Oil rebounds from five-week low as US issues warning to Iran

US crude pared losses from tumbling to almost $60 a barrel after President Donald Trump threw trade talks between the world’s two largest economies into disarray with a threat to raise tariffs on Chinese imports. Washington said it’s sending warships to the Middle East in a warning to Iran.

West Texas Intermediate crude futures rose after plunging as much as 3.1% in New York to the lowest level in five weeks. China was said to be considering delaying a trip by its top trade negotiators to Washington this week after Trump threatened on Sunday to raise tariffs on $200bn of Chinese imports to 25% from 10%.

Brent crude has retreated around 7% since late April on signs the global supply outlook may not be as tight as feared. The possibility that the world’s two largest economies won’t reach a trade deal threatens to weaken prices.

However, the US’s decision to dispatch an aircraft carrier strike group and bomber force to the Middle East in a warning to Iran highlights tensions between the two countries.
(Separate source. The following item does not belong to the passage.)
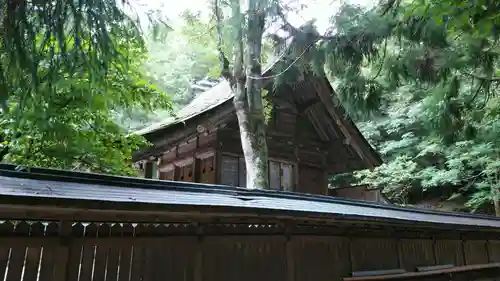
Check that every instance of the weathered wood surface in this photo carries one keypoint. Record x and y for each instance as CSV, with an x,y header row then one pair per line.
x,y
33,251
"There was a slightly higher risk at the margin for a more severe trade war between the US and China, but generally the sell-off today was overblown," said Bjarne Schieldrop, Oslo-based chief commodities analyst at Norwegian bank SEB AB.
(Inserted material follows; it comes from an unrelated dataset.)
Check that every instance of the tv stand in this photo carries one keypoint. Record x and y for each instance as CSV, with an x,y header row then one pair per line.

West Texas Intermediate crude for June delivery is at $61.24 a barrel, or 1.1% lower, on the New York Mercantile Exchange at 16:49 in Dubai, after dropping as much as $1.90 earlier. It lost 2.2% last week.

Brent for July settlement is 40 cents, or 0.6%, lower at $70.45 a barrel on the London-based ICE Futures Europe exchange. It fell to $68.79 earlier, the lowest since April 1. The global benchmark crude was at a premium of $9.05 to WTI for the same month.

The deployment of the bomber force and USS Abraham Lincoln Carrier Strike Group would send a "a clear and unmistakable message" to Iran that any attack on US interests or on those of its allies will be met with "unrelenting force," National Security Adviser John Bolton said in a statement Sunday night.

Tensions with Iran escalated, and Washington ratcheted up the pressure early this month by letting waivers for eight governments to import Iranian oil expire.

Trump threatened not only to more than double tariffs on $200bn of Chinese exports to the US but also raised the possibility of imposing a 25% tariff on an additional $325bn of goods. Chinese Vice Premier Liu was set to arrive in Washington Wednesday with a delegation of about 100 people for what had been shaping up to be possibly the final round of talks.

Saudi Arabia, the world’s biggest oil exporter, cut the pricing for June supplies of all crude grades to the US, while raising it for other regions. The kingdom’s official selling prices serve as a benchmark for other Middle East suppliers.

The Saudi pricing announcement appeared to be aimed at easing concern over supplies. Aramco may have offered a discount to the US to make its oil competitive in light of record US crude stockpiles. US inventory data helped push oil prices lower and the market has become "overly bearish," Schieldrop said.